Sementara itu, Hersubeno Arief dalam paparannya mengungkap contoh konkret hoaks yang beredar di media sosial dan berpotensi memicu konflik sosial. Ia menyoroti informasi yang dipelintir terkait pernyataan Jusuf Kalla hingga kabar palsu mengenai wafatnya tokoh tersebut.

"Hoaks ini kalau dipercaya bisa memicu permusuhan antara umat beragama," kata Hersubeno.

Tambah lagi, lanjutnya, sempat beredar hoaks yang menyebut Jusuf Kalla meninggal dunia dan telah disebarkan oleh ribuan pengguna.

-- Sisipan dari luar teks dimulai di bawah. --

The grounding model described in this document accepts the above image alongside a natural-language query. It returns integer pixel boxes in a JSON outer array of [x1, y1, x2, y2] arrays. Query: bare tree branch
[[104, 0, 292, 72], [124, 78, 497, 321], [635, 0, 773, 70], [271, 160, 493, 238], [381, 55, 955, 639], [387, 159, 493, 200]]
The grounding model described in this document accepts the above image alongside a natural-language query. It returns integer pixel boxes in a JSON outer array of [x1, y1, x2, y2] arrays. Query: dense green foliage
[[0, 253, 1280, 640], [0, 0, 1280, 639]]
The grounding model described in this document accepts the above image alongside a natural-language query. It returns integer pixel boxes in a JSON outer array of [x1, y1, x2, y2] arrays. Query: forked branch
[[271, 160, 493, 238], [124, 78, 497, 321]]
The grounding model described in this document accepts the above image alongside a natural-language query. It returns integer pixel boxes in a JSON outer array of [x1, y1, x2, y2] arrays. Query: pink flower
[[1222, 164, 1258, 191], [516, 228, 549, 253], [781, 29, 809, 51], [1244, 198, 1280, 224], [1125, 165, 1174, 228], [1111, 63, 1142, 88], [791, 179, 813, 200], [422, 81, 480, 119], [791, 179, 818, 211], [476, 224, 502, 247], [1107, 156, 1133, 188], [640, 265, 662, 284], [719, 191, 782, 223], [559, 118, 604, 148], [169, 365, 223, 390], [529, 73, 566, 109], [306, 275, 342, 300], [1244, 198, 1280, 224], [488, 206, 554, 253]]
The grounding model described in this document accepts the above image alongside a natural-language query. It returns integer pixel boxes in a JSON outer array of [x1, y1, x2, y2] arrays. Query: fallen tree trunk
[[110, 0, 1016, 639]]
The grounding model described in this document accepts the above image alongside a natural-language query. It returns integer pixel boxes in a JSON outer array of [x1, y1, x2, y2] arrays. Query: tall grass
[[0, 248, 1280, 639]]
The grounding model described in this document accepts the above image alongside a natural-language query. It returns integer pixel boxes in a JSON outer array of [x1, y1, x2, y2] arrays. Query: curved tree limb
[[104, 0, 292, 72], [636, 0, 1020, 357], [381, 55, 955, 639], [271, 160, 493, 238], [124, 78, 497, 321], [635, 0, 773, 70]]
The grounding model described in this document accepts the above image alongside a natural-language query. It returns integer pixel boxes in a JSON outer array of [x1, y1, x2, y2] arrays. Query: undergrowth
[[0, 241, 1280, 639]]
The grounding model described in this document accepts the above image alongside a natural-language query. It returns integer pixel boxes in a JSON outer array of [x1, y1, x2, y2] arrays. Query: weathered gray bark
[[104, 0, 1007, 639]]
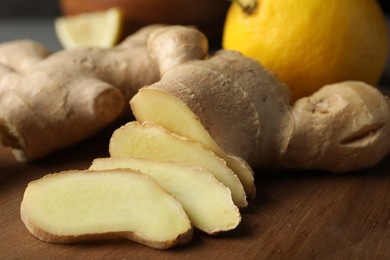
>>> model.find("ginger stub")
[21,170,192,249]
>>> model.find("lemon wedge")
[54,8,123,49]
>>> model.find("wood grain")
[0,125,390,259]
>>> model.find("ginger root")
[0,25,207,161]
[130,28,390,175]
[0,23,390,174]
[89,157,241,235]
[20,169,193,249]
[109,122,247,207]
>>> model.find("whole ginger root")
[0,23,390,173]
[131,25,390,172]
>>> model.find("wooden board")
[0,123,390,259]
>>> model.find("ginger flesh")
[130,25,390,173]
[109,122,248,207]
[21,170,192,249]
[130,88,256,198]
[89,158,241,235]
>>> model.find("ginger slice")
[21,170,193,249]
[89,157,241,234]
[109,122,248,207]
[130,88,256,198]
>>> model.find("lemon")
[54,8,123,49]
[222,0,389,100]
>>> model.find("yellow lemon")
[54,8,123,49]
[223,0,389,100]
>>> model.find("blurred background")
[0,0,390,87]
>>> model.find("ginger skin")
[131,25,390,172]
[0,26,163,161]
[0,23,390,172]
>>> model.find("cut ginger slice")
[54,7,123,49]
[90,157,241,234]
[21,170,193,249]
[109,122,248,207]
[130,88,256,198]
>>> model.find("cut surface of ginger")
[109,122,248,207]
[130,88,256,198]
[21,170,192,249]
[54,8,123,49]
[90,157,241,234]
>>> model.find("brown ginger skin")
[0,26,163,161]
[148,26,390,172]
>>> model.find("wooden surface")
[0,122,390,259]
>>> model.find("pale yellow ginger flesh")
[130,88,256,198]
[139,25,390,173]
[89,157,241,235]
[21,170,193,249]
[109,122,248,207]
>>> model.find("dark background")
[0,0,390,86]
[0,0,390,18]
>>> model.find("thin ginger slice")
[130,88,256,198]
[21,170,193,249]
[89,157,241,234]
[109,122,248,207]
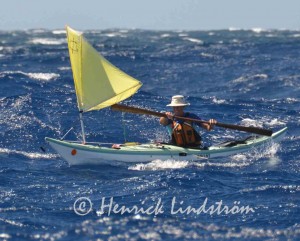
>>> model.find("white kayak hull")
[46,128,287,165]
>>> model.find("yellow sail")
[66,26,142,112]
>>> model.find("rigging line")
[122,112,127,143]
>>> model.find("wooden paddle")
[111,104,273,136]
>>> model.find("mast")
[79,110,86,144]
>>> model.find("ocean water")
[0,29,300,240]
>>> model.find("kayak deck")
[46,127,287,165]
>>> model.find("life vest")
[172,121,201,147]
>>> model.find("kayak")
[45,127,287,165]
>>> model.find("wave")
[0,71,60,81]
[0,148,58,159]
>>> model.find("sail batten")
[66,27,142,112]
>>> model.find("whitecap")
[30,38,66,45]
[228,27,241,32]
[128,159,189,171]
[266,118,285,126]
[183,38,204,44]
[52,29,66,35]
[251,28,265,33]
[241,118,262,127]
[25,73,60,81]
[0,233,11,239]
[212,96,226,105]
[0,148,58,159]
[160,33,170,38]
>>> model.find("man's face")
[173,106,184,116]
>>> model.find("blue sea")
[0,29,300,241]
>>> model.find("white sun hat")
[167,95,190,107]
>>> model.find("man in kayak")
[159,95,217,148]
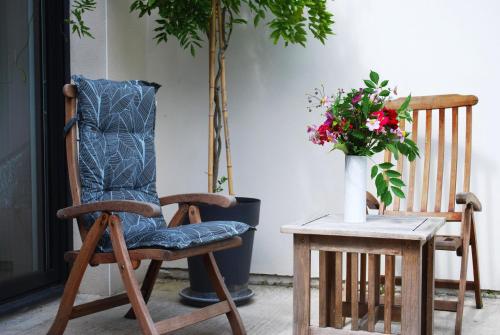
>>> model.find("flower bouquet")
[307,71,419,222]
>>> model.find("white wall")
[70,0,147,295]
[72,0,500,289]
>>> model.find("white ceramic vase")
[344,155,367,223]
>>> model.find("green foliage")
[70,0,334,55]
[66,0,96,38]
[308,71,419,206]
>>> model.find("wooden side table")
[281,215,445,335]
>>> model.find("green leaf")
[384,170,401,178]
[370,71,379,84]
[391,186,405,198]
[398,94,411,113]
[389,178,405,187]
[378,162,394,170]
[380,190,392,207]
[363,79,377,88]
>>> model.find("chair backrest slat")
[420,109,432,212]
[434,108,446,212]
[406,109,418,212]
[381,94,478,221]
[463,106,472,192]
[393,120,406,211]
[448,107,458,212]
[63,84,87,241]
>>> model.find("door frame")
[0,0,73,314]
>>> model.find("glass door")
[0,0,70,303]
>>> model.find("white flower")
[366,119,380,131]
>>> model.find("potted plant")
[307,71,419,223]
[69,0,334,304]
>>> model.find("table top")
[281,214,446,241]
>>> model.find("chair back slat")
[448,107,458,212]
[63,84,87,241]
[381,94,478,221]
[463,106,472,192]
[392,120,406,211]
[406,109,418,212]
[420,109,432,212]
[434,108,446,212]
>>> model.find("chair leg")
[47,213,109,335]
[109,215,158,335]
[455,208,472,335]
[470,217,483,309]
[203,252,246,335]
[125,259,163,319]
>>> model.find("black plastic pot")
[179,197,260,306]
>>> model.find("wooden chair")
[367,94,483,334]
[48,85,246,335]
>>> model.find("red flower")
[383,107,399,129]
[372,107,399,129]
[372,109,389,127]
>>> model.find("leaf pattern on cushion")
[72,75,249,251]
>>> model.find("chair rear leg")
[125,259,163,319]
[203,252,246,335]
[47,213,109,335]
[470,217,483,309]
[109,215,158,335]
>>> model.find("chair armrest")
[57,200,161,219]
[455,192,483,212]
[366,192,380,209]
[160,193,237,208]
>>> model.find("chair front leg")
[47,213,109,335]
[125,259,163,319]
[455,205,473,335]
[203,252,246,335]
[470,213,483,309]
[109,215,158,335]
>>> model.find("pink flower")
[366,119,380,131]
[319,95,332,108]
[391,128,406,143]
[351,94,361,105]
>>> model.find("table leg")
[401,241,422,335]
[422,237,435,335]
[293,234,311,335]
[319,250,335,327]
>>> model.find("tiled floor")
[0,280,500,335]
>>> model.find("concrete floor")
[0,280,500,335]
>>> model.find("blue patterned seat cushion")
[72,75,249,251]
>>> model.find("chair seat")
[64,236,242,266]
[102,221,250,252]
[435,235,462,251]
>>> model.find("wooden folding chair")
[48,80,246,335]
[367,94,483,334]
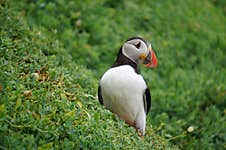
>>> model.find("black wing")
[143,88,151,115]
[98,85,104,105]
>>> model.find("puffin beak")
[143,49,158,68]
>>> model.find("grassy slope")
[0,0,226,149]
[0,3,175,149]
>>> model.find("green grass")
[0,0,226,149]
[0,3,176,149]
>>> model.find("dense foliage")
[0,0,226,149]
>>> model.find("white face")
[122,39,151,63]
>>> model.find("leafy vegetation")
[0,0,226,149]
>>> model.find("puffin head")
[122,37,158,67]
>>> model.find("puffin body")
[98,37,157,136]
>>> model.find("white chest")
[100,65,147,122]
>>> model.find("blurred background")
[0,0,226,149]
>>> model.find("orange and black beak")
[143,49,158,68]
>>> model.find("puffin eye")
[135,41,141,49]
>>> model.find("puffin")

"Saya juga sudah mengecek ke berbagai kanal resmi media baik mainstream maupun media sosial, itu tidak ada," jelas Hersubeno.

Narasumber lain, Indra Jaya Piliang, menekankan pentingnya sikap skeptis terhadap setiap informasi yang diterima masyarakat, khususnya melalui ponsel pintar. Ia mengingatkan bahwa verifikasi merupakan prinsip utama dalam dunia jurnalistik.

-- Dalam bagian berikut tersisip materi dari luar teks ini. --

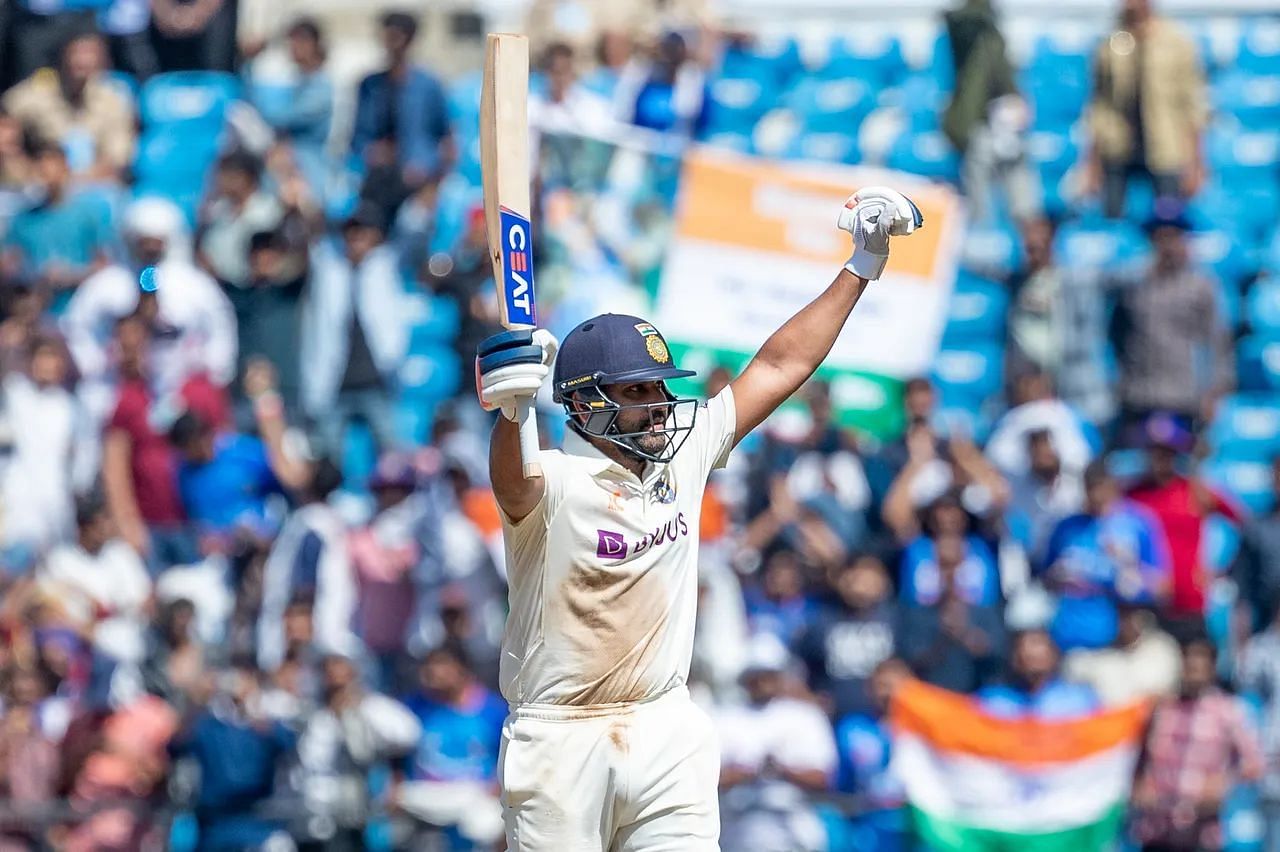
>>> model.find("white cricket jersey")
[499,388,736,706]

"Metode di jurnalistik adalah tidak mempercayai setiap informasi yang datang ke kita. Cek dulu kebenarannya melalui berbagai jalur bisa seperti google atau berbagai platform AI," kata Indra J Piliang.

Ia juga menyarankan masyarakat untuk memanfaatkan jaringan profesional, termasuk wartawan, dalam memastikan kebenaran informasi.

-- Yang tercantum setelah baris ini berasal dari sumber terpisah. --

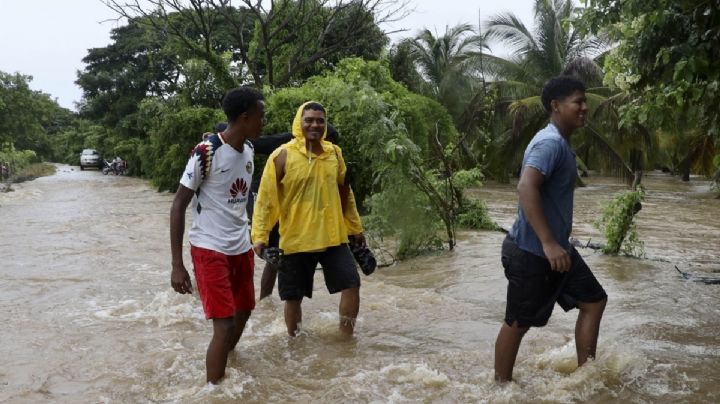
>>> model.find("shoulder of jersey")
[193,133,223,179]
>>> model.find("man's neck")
[222,127,247,152]
[305,138,323,154]
[550,118,575,143]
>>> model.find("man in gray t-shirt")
[495,76,607,382]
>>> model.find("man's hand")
[349,233,367,247]
[543,240,571,272]
[170,264,192,295]
[253,242,266,257]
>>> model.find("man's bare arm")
[517,166,570,272]
[170,185,195,294]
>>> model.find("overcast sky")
[0,0,534,109]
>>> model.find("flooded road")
[0,166,720,403]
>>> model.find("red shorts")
[190,246,255,319]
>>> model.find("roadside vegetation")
[0,0,720,257]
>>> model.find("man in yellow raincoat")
[252,101,365,336]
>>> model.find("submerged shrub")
[593,187,645,257]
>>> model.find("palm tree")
[483,0,649,179]
[410,24,488,126]
[405,24,488,166]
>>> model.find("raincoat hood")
[252,101,363,254]
[291,101,333,158]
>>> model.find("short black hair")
[215,122,227,133]
[540,76,585,112]
[222,86,265,122]
[303,102,327,115]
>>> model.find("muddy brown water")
[0,166,720,403]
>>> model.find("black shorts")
[245,192,280,247]
[278,244,360,300]
[502,237,607,327]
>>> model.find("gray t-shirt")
[510,123,577,257]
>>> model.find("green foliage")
[266,59,481,257]
[248,0,388,87]
[0,145,38,171]
[138,102,225,191]
[0,71,73,159]
[594,187,645,257]
[457,199,499,230]
[580,0,720,180]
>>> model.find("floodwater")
[0,166,720,403]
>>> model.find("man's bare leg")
[495,321,530,382]
[575,299,607,366]
[285,300,302,337]
[339,286,360,335]
[205,317,235,384]
[228,310,252,352]
[259,262,277,300]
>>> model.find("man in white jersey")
[170,87,265,384]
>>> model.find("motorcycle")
[102,160,127,175]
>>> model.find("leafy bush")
[457,199,498,230]
[136,103,225,192]
[594,187,645,257]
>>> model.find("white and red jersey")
[180,134,254,255]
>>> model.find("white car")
[80,149,103,170]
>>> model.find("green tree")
[104,0,407,88]
[485,0,644,179]
[266,58,496,256]
[0,72,73,160]
[410,24,487,122]
[581,0,720,179]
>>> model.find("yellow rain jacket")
[252,103,363,254]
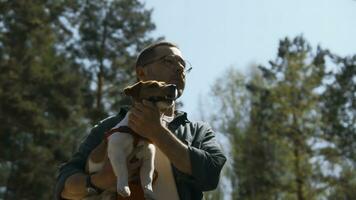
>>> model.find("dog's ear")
[124,81,142,98]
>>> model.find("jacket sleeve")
[54,124,102,200]
[188,123,226,191]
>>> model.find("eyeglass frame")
[141,54,193,74]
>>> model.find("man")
[56,42,226,200]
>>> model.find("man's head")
[136,42,185,97]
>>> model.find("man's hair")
[135,41,179,67]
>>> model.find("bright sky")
[145,0,356,120]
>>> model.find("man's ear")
[124,81,142,98]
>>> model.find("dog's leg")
[140,143,156,199]
[108,133,133,197]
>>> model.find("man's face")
[136,46,185,96]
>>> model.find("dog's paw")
[117,186,131,197]
[143,188,156,200]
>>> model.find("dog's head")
[124,81,178,109]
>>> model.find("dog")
[86,81,178,200]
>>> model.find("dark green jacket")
[55,108,226,200]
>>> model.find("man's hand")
[128,100,164,141]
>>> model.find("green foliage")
[0,0,154,200]
[207,36,356,199]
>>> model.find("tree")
[320,54,356,199]
[261,36,326,200]
[206,36,328,200]
[0,0,159,200]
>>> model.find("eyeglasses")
[142,55,193,74]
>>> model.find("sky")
[142,0,356,120]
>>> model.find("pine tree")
[0,0,159,200]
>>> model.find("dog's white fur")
[88,112,156,199]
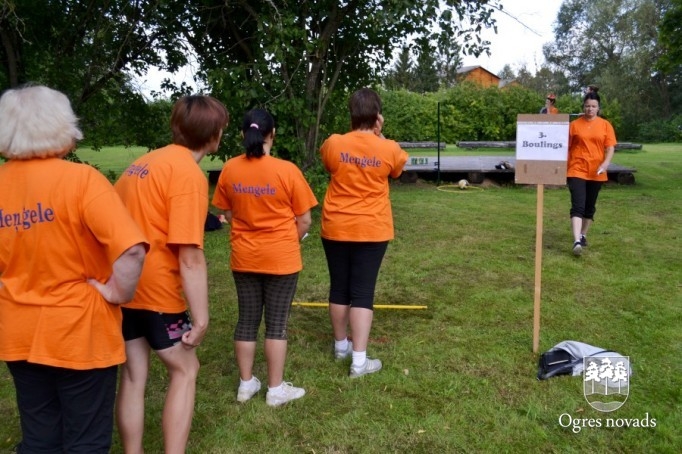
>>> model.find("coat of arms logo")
[583,355,630,412]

"Bapak Ibu juga bisa bertanya ke wartawan karena biasanya wartawan punya metode untuk mengecek kebenaran sebuah informasi," lanjutnya.

Di sisi lain, Profesor Iswandi Syahputra menjelaskan perbedaan mendasar antara hoaks dan mitos dalam konteks sosial. Ia menilai hoaks umumnya berkaitan dengan kepentingan politik dan kekuasaan, sedangkan mitos lebih terkait budaya dan keyakinan masyarakat.

"Hoax biasanya terkait politik dan kekuasaan, bukan kebenaran, kalau mitos terkait budaya yang telah menjadi keyakinan," kata Prof Iswandi.

Ia juga mengungkap bahwa penyebaran hoaks didorong oleh algoritma media sosial yang memberikan insentif terhadap konten sensasional.

"Cara menghentikan hoax tidak cepat menyebar adalah dengan tidak melanjutkan menonton video hoax sebelum lima detik. Karena setelah lima detik kita sama saja memberikan gift, like, adsense ke pembuat hoax," terang Prof Iswandi.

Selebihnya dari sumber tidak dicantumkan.